Could Spencer Champlin Kick Off Your Year with Big Profits?

Over the past few years, Spencer Champlin has won big while under the radar in a raft in major poker events. The high roller regular, equally comfortable in high stakes tournaments under the lights of the PokerGO Studio at ARIA as he is in $600 events at the Wynn Las Vegas, has become a sleeper hit on PokerStake. We’ve profiled one of the site’s up and coming players in recent years ahead of a tournament series he could well be the star of yet again.
Champlin’s Previous Record in January
In 2025, Spencer Champlin cashed an incredible 48 times, that’s an average of four times every single month. Given his buy-ins for that period fit between $600 and $10,000, that’s a lot of profit and a huge amount of consistency. Spencer’s best period was easily the four cashes he banked in January, which amounted to an incredible $596,000.
Kicking off the year with a cash worth $10k in the Borgata Poker Open Championship, Spencer then banked $4,000 in a Deepstack event at the Lucky Hearts Poker Open. But it was in the LHPO Championship event that Spencer bagged his first six-figure score of the year, winning $425,000 as he came second to Martins Adeniya in Florida.
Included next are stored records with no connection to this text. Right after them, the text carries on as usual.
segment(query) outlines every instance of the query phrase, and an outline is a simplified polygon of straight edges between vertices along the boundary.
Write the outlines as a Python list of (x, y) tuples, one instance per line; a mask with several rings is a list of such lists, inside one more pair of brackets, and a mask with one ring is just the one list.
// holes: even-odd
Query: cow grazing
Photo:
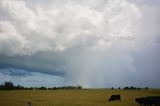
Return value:
[(143, 106), (160, 106), (160, 96), (147, 96), (136, 98), (135, 101)]
[(112, 95), (108, 101), (115, 101), (115, 100), (119, 100), (121, 101), (121, 95)]

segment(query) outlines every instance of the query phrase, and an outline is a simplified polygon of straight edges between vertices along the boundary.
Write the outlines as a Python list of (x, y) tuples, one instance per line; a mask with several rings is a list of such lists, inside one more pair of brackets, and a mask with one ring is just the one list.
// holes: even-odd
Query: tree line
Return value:
[(148, 88), (148, 87), (140, 88), (140, 87), (134, 87), (134, 86), (130, 86), (130, 87), (126, 86), (126, 87), (124, 87), (124, 88), (120, 88), (120, 87), (114, 88), (114, 87), (112, 87), (111, 89), (112, 89), (112, 90), (113, 90), (113, 89), (123, 89), (123, 90), (148, 90), (149, 88)]
[(0, 90), (61, 90), (61, 89), (66, 89), (66, 90), (80, 90), (83, 89), (82, 86), (77, 85), (77, 86), (63, 86), (63, 87), (24, 87), (21, 85), (14, 85), (13, 82), (6, 81), (2, 84), (0, 84)]

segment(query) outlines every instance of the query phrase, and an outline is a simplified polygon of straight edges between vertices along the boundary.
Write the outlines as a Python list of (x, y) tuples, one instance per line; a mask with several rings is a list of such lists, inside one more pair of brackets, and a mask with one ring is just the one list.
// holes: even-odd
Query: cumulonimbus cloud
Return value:
[(0, 63), (65, 75), (67, 84), (157, 83), (159, 6), (142, 1), (1, 0)]
[(77, 45), (107, 49), (119, 40), (134, 40), (135, 25), (142, 18), (139, 8), (127, 0), (55, 0), (47, 6), (37, 1), (34, 7), (28, 2), (31, 3), (1, 1), (1, 53), (30, 55), (38, 51), (64, 51)]

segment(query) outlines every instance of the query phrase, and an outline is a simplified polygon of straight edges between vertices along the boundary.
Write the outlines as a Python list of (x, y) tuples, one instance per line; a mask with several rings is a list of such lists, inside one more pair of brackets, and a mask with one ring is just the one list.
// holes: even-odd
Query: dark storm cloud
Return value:
[[(24, 74), (85, 87), (160, 87), (159, 5), (158, 0), (1, 0), (0, 69), (12, 69), (3, 71), (11, 79)], [(25, 72), (38, 74), (31, 78)]]
[[(42, 72), (51, 75), (64, 76), (65, 64), (59, 55), (36, 53), (31, 56), (5, 56), (0, 55), (0, 68), (15, 68), (29, 72)], [(58, 60), (57, 60), (58, 58)]]

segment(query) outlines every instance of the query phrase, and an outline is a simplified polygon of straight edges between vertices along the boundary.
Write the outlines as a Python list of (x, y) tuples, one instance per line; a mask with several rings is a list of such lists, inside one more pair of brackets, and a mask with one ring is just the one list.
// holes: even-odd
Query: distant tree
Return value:
[(4, 82), (4, 89), (5, 90), (12, 90), (14, 89), (14, 84), (10, 81)]
[(148, 90), (149, 88), (148, 87), (145, 87), (145, 90)]

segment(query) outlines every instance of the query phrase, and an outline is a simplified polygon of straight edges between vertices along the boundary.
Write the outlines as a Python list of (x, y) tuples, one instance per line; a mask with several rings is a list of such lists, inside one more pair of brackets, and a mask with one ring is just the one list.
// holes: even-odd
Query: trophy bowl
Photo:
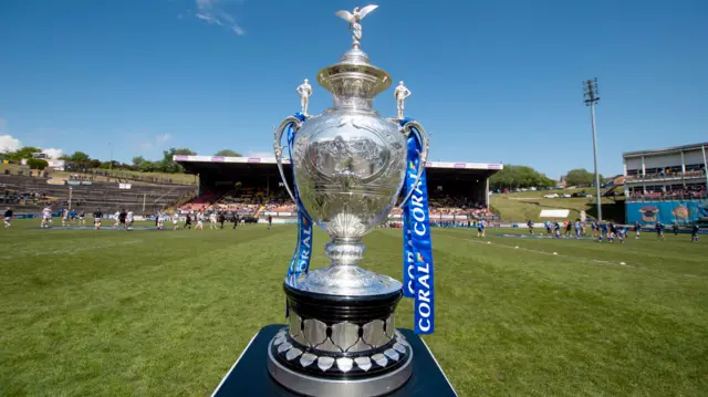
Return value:
[(295, 135), (300, 200), (334, 241), (358, 241), (393, 209), (405, 157), (399, 127), (375, 114), (333, 111), (313, 117)]

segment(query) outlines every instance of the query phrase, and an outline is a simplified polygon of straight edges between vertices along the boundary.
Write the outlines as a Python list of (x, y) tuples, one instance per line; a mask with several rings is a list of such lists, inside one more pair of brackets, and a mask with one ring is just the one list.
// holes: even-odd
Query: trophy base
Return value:
[(363, 296), (283, 288), (290, 326), (268, 346), (268, 369), (279, 384), (315, 397), (373, 397), (408, 380), (413, 349), (394, 322), (400, 286)]
[(408, 382), (413, 373), (413, 352), (406, 355), (403, 365), (394, 370), (373, 377), (325, 377), (305, 374), (281, 364), (274, 356), (277, 347), (272, 339), (268, 346), (268, 372), (280, 385), (305, 396), (364, 397), (382, 396), (397, 390)]
[[(283, 326), (285, 324), (271, 324), (258, 331), (243, 352), (233, 357), (235, 362), (214, 389), (211, 397), (302, 397), (302, 394), (283, 387), (268, 370), (270, 358), (266, 349)], [(456, 397), (455, 389), (425, 341), (410, 330), (397, 331), (415, 352), (415, 359), (410, 361), (414, 374), (399, 389), (386, 397)]]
For some, that kind of result might have led to a short break, with January popular with many in poker for a period of time off. Not so with Spencer. He flew back to Las Vegas, jumped in the PokerGO Tour Kickoff Event #4 and promptly won it for $157,500. Outlasting players such as Joey Weisman, Martin Zamani and Sam Soverel at the final table alone, Spencer’s win wasn’t just worth a lot of money but rubber-stamped his credentials as one of poker’s elite. Able to switch it up and keep banking profits when hoping from major series to major series in the United States, Spencer had put down a marker for the year.

The Globetrotting Machine
Pushing on through the Spring of last year, Spencer won almost $150,000 in three big-ticket events across a single week in April. Finishing 63rd in the $3,500-entry WPT Seminole Hard Rock Poker Showdown’s Main Event for $16,300 was just a warm-up, as Spencer then came third in the Deepstack 8-Max event at the same festival for a much bigger return of $92,000.
In the U.S. Poker Open just 48 hours later, Spencer came eighth, winning $41,200 as he outlasted legends of the felt such as Sam Soverel, Cary Katz, Andrew Moreno and Nacho Barbero along the way. Deep runs followed at the WSOP in Las Vegas last year too, with final tables at the Wynn Las Vegas bumping up the profits as well.
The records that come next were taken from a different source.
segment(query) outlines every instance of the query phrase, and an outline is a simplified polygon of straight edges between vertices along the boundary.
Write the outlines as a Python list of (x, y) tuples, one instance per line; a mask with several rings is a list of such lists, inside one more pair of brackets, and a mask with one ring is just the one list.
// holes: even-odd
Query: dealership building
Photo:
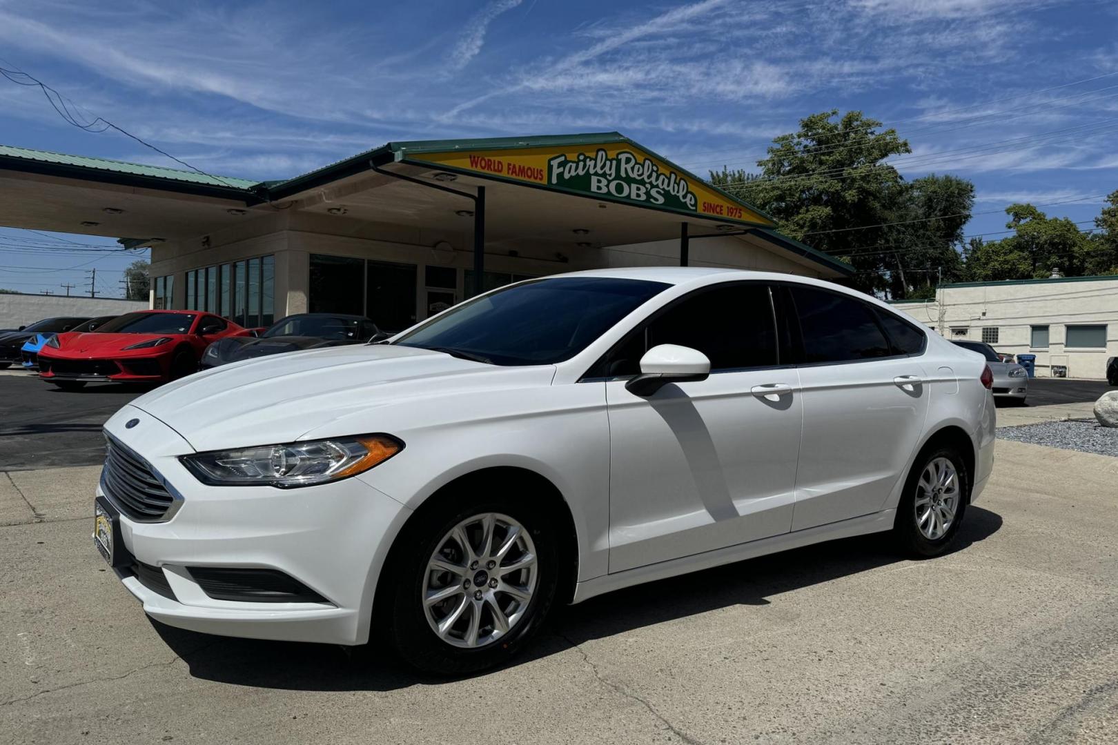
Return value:
[(616, 132), (392, 142), (264, 182), (0, 146), (0, 225), (150, 247), (152, 307), (246, 326), (338, 312), (398, 331), (577, 269), (853, 273)]
[(1041, 376), (1106, 378), (1118, 356), (1118, 276), (942, 285), (892, 305), (947, 338), (1035, 355)]

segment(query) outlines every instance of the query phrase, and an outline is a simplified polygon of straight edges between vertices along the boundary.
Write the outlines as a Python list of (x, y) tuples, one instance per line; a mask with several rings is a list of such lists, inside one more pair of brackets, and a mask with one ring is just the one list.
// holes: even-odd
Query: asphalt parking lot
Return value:
[[(23, 464), (34, 448), (9, 443), (100, 448), (98, 418), (136, 393), (10, 375), (0, 391), (0, 453)], [(418, 677), (376, 639), (152, 622), (92, 545), (98, 467), (3, 466), (0, 742), (1111, 743), (1118, 459), (997, 448), (948, 555), (855, 538), (633, 588), (565, 609), (527, 656), (464, 680)]]

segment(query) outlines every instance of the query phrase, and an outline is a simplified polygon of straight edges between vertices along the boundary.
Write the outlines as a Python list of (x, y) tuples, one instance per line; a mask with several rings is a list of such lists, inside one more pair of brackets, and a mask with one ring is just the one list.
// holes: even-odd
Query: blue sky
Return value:
[[(968, 233), (1004, 230), (1021, 200), (1087, 221), (1118, 189), (1112, 0), (0, 0), (0, 64), (221, 175), (286, 178), (389, 140), (607, 130), (707, 175), (840, 108), (909, 140), (906, 176), (973, 180)], [(2, 79), (0, 143), (173, 165)], [(0, 287), (61, 292), (97, 267), (117, 290), (131, 257), (61, 238), (80, 246), (0, 231)]]

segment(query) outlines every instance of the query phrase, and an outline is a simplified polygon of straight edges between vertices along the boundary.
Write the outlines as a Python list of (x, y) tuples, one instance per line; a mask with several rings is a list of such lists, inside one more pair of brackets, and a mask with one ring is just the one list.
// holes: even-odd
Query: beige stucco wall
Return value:
[[(942, 304), (942, 309), (940, 309)], [(1035, 354), (1036, 374), (1063, 365), (1069, 378), (1106, 378), (1106, 363), (1118, 356), (1118, 277), (1098, 280), (947, 286), (937, 300), (894, 303), (947, 338), (983, 341), (983, 328), (997, 328), (992, 346), (1008, 354)], [(1049, 346), (1033, 347), (1032, 327), (1049, 327)], [(1106, 325), (1105, 348), (1065, 344), (1069, 325)]]

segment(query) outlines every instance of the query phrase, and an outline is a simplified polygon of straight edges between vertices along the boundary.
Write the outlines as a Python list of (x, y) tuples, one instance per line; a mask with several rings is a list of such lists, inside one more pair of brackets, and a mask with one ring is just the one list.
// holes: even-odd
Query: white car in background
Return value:
[(476, 671), (557, 602), (883, 531), (942, 553), (993, 466), (989, 388), (826, 281), (533, 279), (135, 399), (94, 537), (164, 623)]

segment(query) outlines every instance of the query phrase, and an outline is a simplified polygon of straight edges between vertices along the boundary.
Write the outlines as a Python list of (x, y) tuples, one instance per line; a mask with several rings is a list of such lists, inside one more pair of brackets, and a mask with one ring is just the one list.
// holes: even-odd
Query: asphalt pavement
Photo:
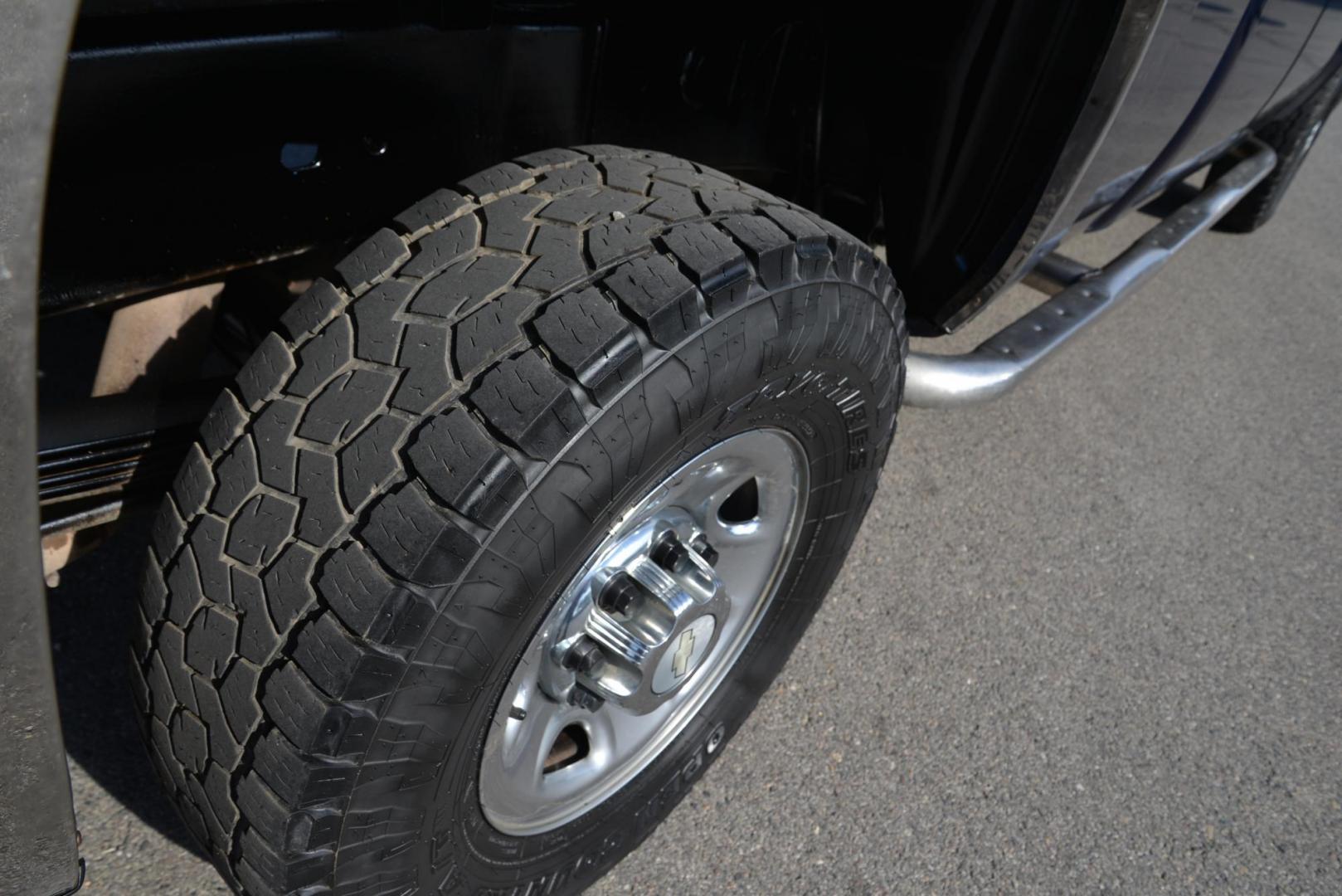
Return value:
[[(782, 676), (595, 892), (1342, 892), (1339, 208), (1335, 118), (1266, 228), (1007, 399), (906, 411)], [(134, 729), (137, 537), (51, 595), (86, 889), (224, 893)]]

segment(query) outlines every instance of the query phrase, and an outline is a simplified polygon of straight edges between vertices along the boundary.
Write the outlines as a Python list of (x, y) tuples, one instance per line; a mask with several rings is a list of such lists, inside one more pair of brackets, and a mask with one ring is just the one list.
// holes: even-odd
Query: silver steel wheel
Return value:
[(553, 830), (675, 740), (773, 600), (807, 492), (797, 439), (750, 430), (695, 457), (615, 523), (503, 690), (480, 762), (490, 823), (517, 836)]

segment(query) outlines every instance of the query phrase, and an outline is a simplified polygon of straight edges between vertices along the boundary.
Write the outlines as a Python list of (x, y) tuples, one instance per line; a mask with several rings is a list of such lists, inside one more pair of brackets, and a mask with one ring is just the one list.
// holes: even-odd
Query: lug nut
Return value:
[(607, 613), (628, 613), (640, 594), (643, 588), (628, 572), (616, 572), (601, 588), (596, 603)]
[(715, 566), (718, 563), (718, 549), (709, 544), (709, 537), (702, 532), (694, 536), (694, 540), (690, 541), (690, 547), (694, 548), (695, 553), (707, 560), (709, 566)]
[(605, 703), (605, 699), (600, 695), (592, 693), (582, 685), (573, 685), (569, 690), (569, 703), (578, 709), (586, 709), (588, 712), (596, 712)]
[(564, 668), (573, 672), (592, 672), (601, 662), (601, 647), (590, 638), (582, 638), (564, 654)]
[(652, 544), (652, 549), (648, 551), (652, 562), (667, 572), (675, 572), (675, 568), (680, 566), (686, 553), (688, 551), (680, 544), (680, 539), (676, 537), (675, 532), (663, 532)]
In August, Spencer headed to Barcelona, banking over $87,000 during a fortnight’s stay in the Catalan former European City of Culture. The highlight of that run was a fourth-place finishing in another Deepstack event that yielded $52,274. These were only a few stops on a world tour that saw Spencer win money wherever he lay his hat. Back in Vegas, the Poker Masters series saw another $100,000 in results.

Spencer’s Action in the Big Kickoff
With the PGT Kickoff on the horizon, we’d certainly recommend you check out all the sellers to this spectacular series of tournaments, with PokerStake regulars Cherish Andrews and Jonathan Little both great value. Spencer is selling to the first two of the six scheduled events already and may add more events as the series progresses.
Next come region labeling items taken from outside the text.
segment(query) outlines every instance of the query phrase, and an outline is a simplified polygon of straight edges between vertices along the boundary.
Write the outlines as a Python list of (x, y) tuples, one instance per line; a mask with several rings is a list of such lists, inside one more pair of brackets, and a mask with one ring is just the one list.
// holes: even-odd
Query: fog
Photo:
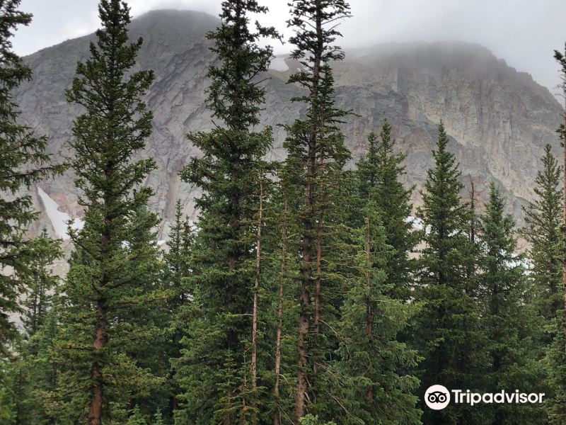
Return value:
[[(217, 14), (221, 0), (130, 0), (134, 17), (159, 8), (192, 9)], [(270, 8), (262, 23), (286, 37), (287, 0), (260, 0)], [(98, 0), (23, 0), (21, 9), (34, 15), (30, 27), (16, 35), (20, 55), (69, 38), (98, 26)], [(499, 58), (529, 72), (553, 94), (560, 82), (553, 59), (566, 42), (564, 0), (351, 0), (352, 17), (341, 30), (343, 47), (367, 47), (388, 42), (461, 40), (483, 45)], [(289, 51), (276, 45), (276, 53)]]

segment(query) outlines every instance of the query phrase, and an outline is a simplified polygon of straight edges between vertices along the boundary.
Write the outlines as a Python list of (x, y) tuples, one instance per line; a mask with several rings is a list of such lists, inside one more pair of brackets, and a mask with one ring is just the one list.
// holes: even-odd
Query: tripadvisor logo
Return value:
[(469, 390), (449, 391), (442, 385), (432, 385), (424, 393), (424, 402), (433, 410), (442, 410), (449, 405), (451, 400), (455, 404), (469, 404), (470, 406), (478, 403), (524, 404), (542, 403), (544, 396), (544, 392), (519, 392), (519, 390), (515, 390), (512, 392), (507, 392), (504, 390), (502, 390), (498, 392), (485, 392), (483, 394), (472, 392)]

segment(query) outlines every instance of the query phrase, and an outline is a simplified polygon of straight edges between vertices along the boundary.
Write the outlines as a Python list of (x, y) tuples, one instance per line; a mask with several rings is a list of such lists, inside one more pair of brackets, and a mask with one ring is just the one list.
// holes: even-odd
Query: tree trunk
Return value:
[[(369, 220), (366, 219), (366, 227), (367, 230), (366, 231), (366, 261), (367, 264), (366, 264), (366, 286), (367, 288), (368, 293), (370, 293), (371, 290), (371, 272), (370, 271), (371, 268), (371, 264), (370, 264), (371, 261), (371, 246), (370, 243), (370, 229), (369, 229)], [(371, 343), (372, 340), (372, 334), (374, 332), (373, 330), (373, 312), (371, 311), (371, 302), (370, 302), (369, 298), (366, 299), (366, 334), (367, 335), (368, 341)], [(369, 400), (374, 400), (374, 388), (372, 385), (368, 385), (367, 390), (366, 391), (366, 397)]]
[(91, 366), (91, 380), (93, 386), (88, 410), (88, 425), (100, 425), (102, 424), (102, 368), (98, 353), (106, 342), (106, 312), (103, 300), (98, 300), (98, 319), (93, 344), (95, 359)]
[[(319, 40), (322, 40), (322, 21), (320, 17), (320, 5), (316, 4), (316, 32)], [(320, 61), (323, 53), (324, 45), (319, 43), (319, 49), (315, 52), (313, 60), (312, 86), (311, 87), (311, 108), (316, 106), (318, 98), (318, 83), (320, 76)], [(318, 107), (317, 107), (318, 108)], [(316, 110), (314, 110), (316, 115)], [(308, 137), (308, 149), (307, 152), (307, 176), (305, 188), (305, 210), (306, 219), (304, 220), (303, 229), (303, 252), (301, 265), (301, 302), (302, 308), (299, 320), (299, 336), (297, 336), (297, 352), (299, 366), (297, 371), (296, 395), (295, 397), (295, 422), (305, 416), (305, 407), (307, 401), (308, 376), (306, 366), (308, 363), (308, 350), (305, 346), (305, 337), (311, 327), (311, 285), (312, 271), (311, 263), (313, 257), (312, 232), (314, 228), (314, 180), (316, 177), (316, 152), (318, 117), (311, 118), (311, 133)]]
[[(566, 51), (565, 51), (566, 55)], [(564, 77), (564, 95), (566, 96), (566, 69)], [(566, 97), (565, 97), (566, 98)], [(562, 177), (564, 178), (564, 192), (562, 194), (562, 295), (564, 297), (564, 310), (562, 315), (562, 324), (564, 332), (564, 350), (566, 351), (566, 101), (565, 101), (564, 128), (562, 128), (562, 142), (563, 145), (563, 168)]]
[(281, 378), (281, 336), (283, 328), (283, 295), (285, 281), (287, 255), (287, 198), (283, 188), (283, 216), (281, 230), (281, 268), (279, 272), (279, 305), (277, 305), (277, 334), (275, 341), (275, 385), (273, 396), (275, 399), (275, 411), (273, 412), (273, 425), (281, 425), (281, 412), (279, 409), (279, 384)]
[[(263, 225), (263, 175), (260, 171), (260, 210), (258, 212), (258, 230), (255, 241), (255, 279), (253, 283), (253, 306), (252, 310), (252, 353), (250, 362), (252, 397), (255, 400), (258, 390), (258, 291), (260, 289), (261, 273), (261, 228)], [(255, 415), (252, 423), (256, 422)]]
Events #1 and #2 both cost $5,300 to play, fitting in the ‘sweet spot’ of Spencer’s average buy-in (ABI). With the solid structure of the PokerGO Tour events, they have enough play to the levels to replicate those Deepstack NLHE experiences which have proven so profitable to Spencer after all these years.
Sellingthree bullets to each of the two events, Spencer has even priced up his markup accordingly, with bullet #1 costing 1.10 of the stake you wish to buy, bullet #2 being at 1.05 and bullet #3 being at 1.00, or in others words, with no markup at all. Getting a piece of Spencer in each of these events represents great value and if he starts this year the same way he did 2025, you could kick off your year of investing in PokerStake players with profits of your own.